Over the next few days I pulled myself together and realized that though modifying my diet and daily routine would be somewhat challenging, absolutely anything I need to do to make sure my little boy is healthy is more than 100% worth it. After a lot of research, I also realized that as long as I am keeping my gestational diabetes under control, there really shouldn’t be any negative effects on baby, either long term or short term. If I allow it to get out of control, then yes, the risk factors like macrosomia (excessive birth weight), jaundice, hypoglycemia (low blood sugar for baby), and respiratory distress increase, but otherwise baby should be perfectly healthy when he is born. Learning to live with gestational diabetes for the last trimester of my pregnancy will also help me to learn more about healthy eating habits that I can incorporate into my family’s every day life, which in the long run will also lower my chances of developing type 2 diabetes in the future, which is my greatest risk factor.

Right now the thing I am still apprehensive about is whether or not I will be able to have a natural birth. I want so, so badly to have a natural, unmedicated birth if at all possible, but I know that sometimes due to the risk of macrosomia the doctor may not allow the pregnancy to go to full term. I am praying that I wont have to be induced and my little guy will decide that he wants to come into the world on his own, and I’m hoping that the labor goes smoothly so that I wont have to rely on a C-section. When it comes down to it I will do whatever I need to to make sure he arrives here safely–even if it means an induction and/or C-section–but I am really hoping I can have the natural experience I have been striving for. When I visit my doctor next week this is one of the things I have to discuss with her so I can know what my options are. (Note: I know that some of you reading this have probably had induced labors or C-sections, and I hope I haven’t offended anyone. I am not against having a baby this way, nor am I against an epidural. Unmedicated birth is just something that I have been planning on, and at only three months away I am hoping I don’t have to mentally prepare myself for something completely different. A baby coming into the world is a beautiful and amazing thing, no matter how delivery happens!)

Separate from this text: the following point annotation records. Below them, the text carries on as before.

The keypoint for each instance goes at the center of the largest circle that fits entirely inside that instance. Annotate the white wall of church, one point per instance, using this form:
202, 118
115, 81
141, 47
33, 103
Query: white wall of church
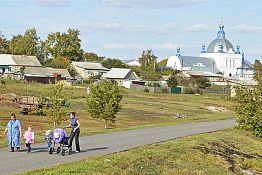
174, 62
227, 63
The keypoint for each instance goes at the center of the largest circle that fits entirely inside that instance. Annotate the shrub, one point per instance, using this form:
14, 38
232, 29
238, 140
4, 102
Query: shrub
172, 81
248, 104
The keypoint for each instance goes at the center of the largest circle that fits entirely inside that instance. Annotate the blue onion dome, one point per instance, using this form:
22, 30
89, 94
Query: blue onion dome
215, 45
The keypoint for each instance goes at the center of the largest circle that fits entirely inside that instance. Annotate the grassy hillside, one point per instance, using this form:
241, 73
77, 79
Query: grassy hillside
219, 153
139, 110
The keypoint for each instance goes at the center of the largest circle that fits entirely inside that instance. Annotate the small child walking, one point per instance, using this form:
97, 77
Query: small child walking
29, 138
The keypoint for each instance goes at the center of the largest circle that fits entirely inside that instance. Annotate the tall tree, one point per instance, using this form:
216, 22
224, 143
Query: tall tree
4, 45
66, 44
54, 108
110, 63
103, 101
148, 60
26, 44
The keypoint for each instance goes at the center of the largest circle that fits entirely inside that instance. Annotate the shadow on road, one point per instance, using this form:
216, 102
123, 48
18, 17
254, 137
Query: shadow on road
95, 149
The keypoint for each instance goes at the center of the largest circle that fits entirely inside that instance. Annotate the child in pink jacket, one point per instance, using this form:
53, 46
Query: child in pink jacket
29, 139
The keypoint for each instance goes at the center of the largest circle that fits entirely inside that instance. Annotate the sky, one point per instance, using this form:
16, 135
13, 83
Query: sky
124, 28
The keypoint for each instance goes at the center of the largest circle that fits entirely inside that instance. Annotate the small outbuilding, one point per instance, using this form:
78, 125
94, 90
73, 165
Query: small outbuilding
124, 77
45, 74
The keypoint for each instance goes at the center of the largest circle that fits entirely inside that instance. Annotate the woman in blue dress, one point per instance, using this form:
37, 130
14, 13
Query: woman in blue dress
14, 132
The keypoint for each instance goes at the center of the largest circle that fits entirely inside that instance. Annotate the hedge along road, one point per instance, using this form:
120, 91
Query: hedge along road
102, 144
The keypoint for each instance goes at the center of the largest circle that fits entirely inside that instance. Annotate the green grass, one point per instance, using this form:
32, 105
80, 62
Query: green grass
205, 154
139, 109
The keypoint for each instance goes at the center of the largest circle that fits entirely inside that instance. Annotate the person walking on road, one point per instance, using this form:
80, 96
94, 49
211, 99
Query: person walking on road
75, 132
14, 133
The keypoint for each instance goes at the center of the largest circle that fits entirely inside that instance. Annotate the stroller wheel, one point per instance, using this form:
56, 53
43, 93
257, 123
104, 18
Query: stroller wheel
62, 152
50, 150
58, 150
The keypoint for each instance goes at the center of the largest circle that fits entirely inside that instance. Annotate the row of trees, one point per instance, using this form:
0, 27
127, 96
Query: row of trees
103, 103
66, 45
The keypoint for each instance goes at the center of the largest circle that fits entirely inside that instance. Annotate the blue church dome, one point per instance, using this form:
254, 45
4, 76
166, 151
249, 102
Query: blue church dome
220, 42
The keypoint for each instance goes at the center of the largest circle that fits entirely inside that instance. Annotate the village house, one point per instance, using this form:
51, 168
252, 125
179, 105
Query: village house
88, 69
45, 74
13, 65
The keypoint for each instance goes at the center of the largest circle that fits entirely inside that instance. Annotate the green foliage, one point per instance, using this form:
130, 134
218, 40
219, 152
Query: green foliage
54, 106
258, 69
162, 62
248, 102
92, 57
202, 82
59, 62
4, 45
65, 44
153, 84
172, 81
72, 71
104, 101
26, 44
113, 63
92, 79
148, 60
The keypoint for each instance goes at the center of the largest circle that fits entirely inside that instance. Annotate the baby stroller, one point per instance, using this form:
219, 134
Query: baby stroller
61, 140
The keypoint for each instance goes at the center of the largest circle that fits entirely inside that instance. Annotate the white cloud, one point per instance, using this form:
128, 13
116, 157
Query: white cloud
246, 28
250, 14
150, 3
198, 27
164, 46
116, 27
53, 3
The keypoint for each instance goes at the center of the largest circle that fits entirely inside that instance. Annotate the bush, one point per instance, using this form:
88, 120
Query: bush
202, 82
189, 90
153, 84
172, 81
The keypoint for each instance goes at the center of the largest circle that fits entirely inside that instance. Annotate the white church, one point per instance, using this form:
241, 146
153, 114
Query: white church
219, 57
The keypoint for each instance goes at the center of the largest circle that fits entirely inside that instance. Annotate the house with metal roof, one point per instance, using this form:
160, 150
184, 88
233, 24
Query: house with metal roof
88, 69
124, 77
45, 74
14, 63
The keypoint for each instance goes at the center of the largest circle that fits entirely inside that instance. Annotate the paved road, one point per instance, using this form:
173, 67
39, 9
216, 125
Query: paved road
101, 144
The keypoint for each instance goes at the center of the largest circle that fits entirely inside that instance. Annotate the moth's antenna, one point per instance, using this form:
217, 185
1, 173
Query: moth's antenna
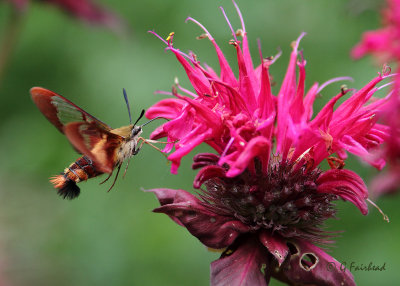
151, 120
140, 116
127, 105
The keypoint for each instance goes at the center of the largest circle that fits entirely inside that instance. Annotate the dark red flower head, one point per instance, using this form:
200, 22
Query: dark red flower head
263, 199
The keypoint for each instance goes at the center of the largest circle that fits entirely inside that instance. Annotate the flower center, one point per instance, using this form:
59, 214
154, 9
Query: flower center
284, 200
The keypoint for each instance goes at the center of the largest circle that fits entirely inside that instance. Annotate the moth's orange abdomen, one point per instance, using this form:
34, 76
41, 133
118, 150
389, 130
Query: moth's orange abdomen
81, 170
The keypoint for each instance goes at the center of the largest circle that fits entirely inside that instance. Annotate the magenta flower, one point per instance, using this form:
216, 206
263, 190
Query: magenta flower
86, 10
384, 44
264, 198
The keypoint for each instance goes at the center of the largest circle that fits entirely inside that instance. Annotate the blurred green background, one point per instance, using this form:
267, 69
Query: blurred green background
113, 238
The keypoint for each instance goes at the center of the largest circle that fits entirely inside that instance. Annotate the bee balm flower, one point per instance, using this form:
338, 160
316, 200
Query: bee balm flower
384, 44
264, 197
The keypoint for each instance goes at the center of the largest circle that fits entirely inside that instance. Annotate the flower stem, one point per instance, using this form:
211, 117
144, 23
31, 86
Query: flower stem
10, 39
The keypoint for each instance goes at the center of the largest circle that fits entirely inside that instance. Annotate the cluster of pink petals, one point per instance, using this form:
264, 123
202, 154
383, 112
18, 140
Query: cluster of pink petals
242, 119
85, 10
253, 131
384, 44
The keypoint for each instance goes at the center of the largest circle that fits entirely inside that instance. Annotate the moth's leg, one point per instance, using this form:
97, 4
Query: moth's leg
116, 176
126, 168
108, 177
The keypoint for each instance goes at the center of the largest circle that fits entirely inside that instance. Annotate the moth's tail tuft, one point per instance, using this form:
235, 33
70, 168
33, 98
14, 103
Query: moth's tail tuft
66, 188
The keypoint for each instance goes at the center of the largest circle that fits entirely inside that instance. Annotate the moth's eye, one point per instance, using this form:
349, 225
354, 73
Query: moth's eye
136, 131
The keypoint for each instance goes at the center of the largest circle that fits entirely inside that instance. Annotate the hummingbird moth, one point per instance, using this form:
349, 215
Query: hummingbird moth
102, 147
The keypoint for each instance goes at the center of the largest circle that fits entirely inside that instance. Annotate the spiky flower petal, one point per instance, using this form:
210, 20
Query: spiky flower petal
263, 198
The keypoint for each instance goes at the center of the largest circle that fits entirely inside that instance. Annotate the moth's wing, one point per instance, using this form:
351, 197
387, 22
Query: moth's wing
97, 143
60, 111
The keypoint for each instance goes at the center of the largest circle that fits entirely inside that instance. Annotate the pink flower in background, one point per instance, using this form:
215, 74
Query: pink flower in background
264, 198
86, 10
384, 45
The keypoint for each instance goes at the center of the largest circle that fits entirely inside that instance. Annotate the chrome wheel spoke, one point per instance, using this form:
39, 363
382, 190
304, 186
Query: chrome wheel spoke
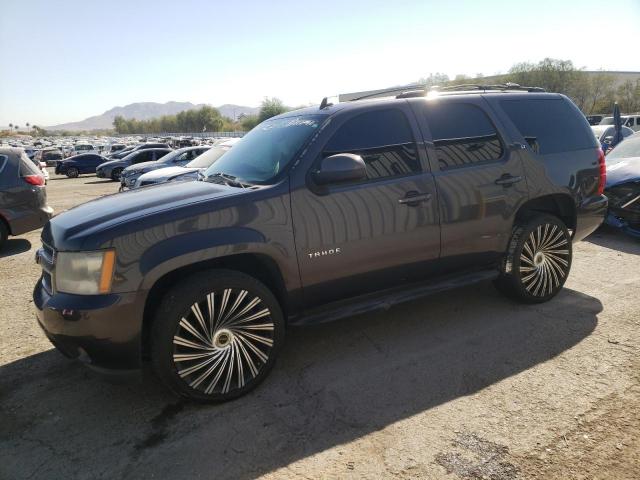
220, 347
544, 260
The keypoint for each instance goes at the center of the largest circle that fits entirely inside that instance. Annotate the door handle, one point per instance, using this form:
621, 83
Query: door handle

My appointments with the genetic counselor and dietitian, as well as my education class about living with gestational diabetes are next week on Monday and Wednesday. As I learn more I will continue to update and share what I am learning and my experiences. I’m especially looking forward to sharing meal and snack ideas, because I know that for me that is what I am having the most trouble coming up with right now.  Also, thank you so much to everyone who has reached out to me in the last few days. I really appreciate all of you and your kind thoughts and words!

Are any of you living with gestational diabetes or have you had it in the past? What has helped you get through it? What were/are some of your favorite meals or snacks? Let me know in the comments!

6 thoughts on “Gestational Diabetes: Finding Out

  1. Maria you are so cute! I completely understand that feeling of feeling like you may have failed but you didn’t and you are a wonderful mommy already! I haven’t had that trial, but what a blessing you are wiling to make changes (as other mothers do not) and work to provide what you can. I have had 2 babies (one with an epid. and one natural). I do prefer to have them natural and I beat myself on my first for having an epid.; however, the baby and me were fine and healthy and strong and it’s Heavenly Father’s way of reminding us it is His will and He does have a plan for us and life is not perfect but is perfect for us and what we need to learn and grow. Hang in there lil’ Mama:) Much love. Sister J. Beveridge-Lassey Lambert

    • Thank you for your kind words! I know everything will work out how it needs to, but it’s so nice to have support from others during times like this. Thanks for visiting my blog, too!

  2. Pingback: Spaghetti Squash with Sweet Italian Sausage and Spinach | Maria Simply Smiling

    • Thanks for your comment! I am so glad that my post helped you in some way. There isn’t a ton of information out there about gestational diabetes that I could find when I was first diagnosed, so I wrote all about it in hopes someone would find it useful. Thanks for visiting my blog!